Yes, the stopped process of a predictable process is again a predictable process. It can be shown by a monotone class argument and the fact that the predictable sigma-field is generated by sets of the form $$ A\times \{0\}, \;A\in\mathcal{F}_0\quad\text{and}\quad A\times (s,t],\;A\in\mathcal{F}_s,\;0\leq s<t. $$

Also I'm pretty sure that your definition of $M_n$ should be $\int_0^n h_s\,\mathrm{d} X_s$.


To show the above result we let $$ \mathcal{H}=\{(X_t)_{t\geq 0}\mid \text{if } (X_t)_{t\geq 0} \text{ is predictable, then }(X_t^{\tau})_{\geq 0} \text{ is also predictable for every s.t. }\tau \}, $$ and $$ \mathcal{K}=\{(X_t)_{t\geq 0}\mid X_t(\omega)=1_{A\times \{0\}}(\omega,t),\; A\in\mathcal{F}_0\text{ or } X_t(\omega)=1_{A\times (s,r]}(\omega,t),\;0\leq s<r,\; A\in\mathcal{F}_s\}, $$ i.e. $\mathcal{K}$ is the elementary predictable processes.
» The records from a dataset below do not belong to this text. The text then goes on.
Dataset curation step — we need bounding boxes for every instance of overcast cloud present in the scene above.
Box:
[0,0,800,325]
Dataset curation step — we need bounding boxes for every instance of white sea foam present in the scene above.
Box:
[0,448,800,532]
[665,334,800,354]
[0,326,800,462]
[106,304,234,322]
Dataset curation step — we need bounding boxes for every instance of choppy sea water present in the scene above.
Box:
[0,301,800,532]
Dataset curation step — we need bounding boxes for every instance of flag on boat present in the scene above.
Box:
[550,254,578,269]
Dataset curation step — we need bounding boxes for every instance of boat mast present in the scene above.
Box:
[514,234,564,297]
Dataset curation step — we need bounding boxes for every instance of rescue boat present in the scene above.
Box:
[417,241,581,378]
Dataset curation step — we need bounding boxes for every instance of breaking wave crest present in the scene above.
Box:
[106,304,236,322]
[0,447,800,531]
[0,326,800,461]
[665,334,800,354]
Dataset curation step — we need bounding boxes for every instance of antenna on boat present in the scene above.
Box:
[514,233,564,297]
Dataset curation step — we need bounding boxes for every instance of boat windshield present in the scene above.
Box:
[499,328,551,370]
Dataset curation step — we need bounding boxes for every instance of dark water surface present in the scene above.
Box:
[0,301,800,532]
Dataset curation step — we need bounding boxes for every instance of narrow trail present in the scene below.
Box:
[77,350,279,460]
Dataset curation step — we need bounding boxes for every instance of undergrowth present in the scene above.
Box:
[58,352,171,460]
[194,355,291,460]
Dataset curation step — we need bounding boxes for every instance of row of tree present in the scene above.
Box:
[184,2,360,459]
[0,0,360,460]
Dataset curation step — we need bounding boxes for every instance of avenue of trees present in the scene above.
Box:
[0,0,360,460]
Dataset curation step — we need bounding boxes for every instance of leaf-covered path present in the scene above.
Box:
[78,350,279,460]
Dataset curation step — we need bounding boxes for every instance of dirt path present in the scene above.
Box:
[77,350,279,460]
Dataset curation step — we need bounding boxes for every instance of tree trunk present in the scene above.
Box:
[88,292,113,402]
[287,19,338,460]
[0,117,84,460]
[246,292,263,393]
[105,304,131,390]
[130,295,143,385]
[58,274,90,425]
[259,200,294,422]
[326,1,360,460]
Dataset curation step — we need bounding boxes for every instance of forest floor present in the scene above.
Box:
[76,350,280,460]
Then $\mathcal{H}$ is vector space containing all constant functions and it is closed under monotone bounded convergence (i.e. if $(f_n)\subseteq \mathcal{H}$ is a bounded increasing sequence, then $f=\sup_n f_n\in\mathcal{H}$) and $\mathcal{K}$ is stable under multiplication. Then we are in the scope of the monotone class theorem.

Now if we can show that $\mathcal{K}\subseteq \mathcal{H}$, then every bounded predictable process is in $\mathcal{H}$. For a general predictable process $X=(X_t)_{t\geq 0}$, we let $X^n=X\wedge n\vee -n$ and hence $X^n$ are bounded predictable processes for each $n\in\mathbb{N}$. In particular $X^n\in\mathcal{H}$ for each $n$ and therefore $(X^n)^{\tau}$ is predictable for each $n$, where $\tau$ is any stopping time. Now we get that $X^{\tau}$ is predictable because $$ X^{\tau}_t(\omega)=\lim_{n\to\infty} (X^n)^{\tau}_t(\omega),\quad (\omega,t)\in \Omega\times [0,\infty). $$

What is left is to show that $\mathcal{K}\subseteq\mathcal{H}$.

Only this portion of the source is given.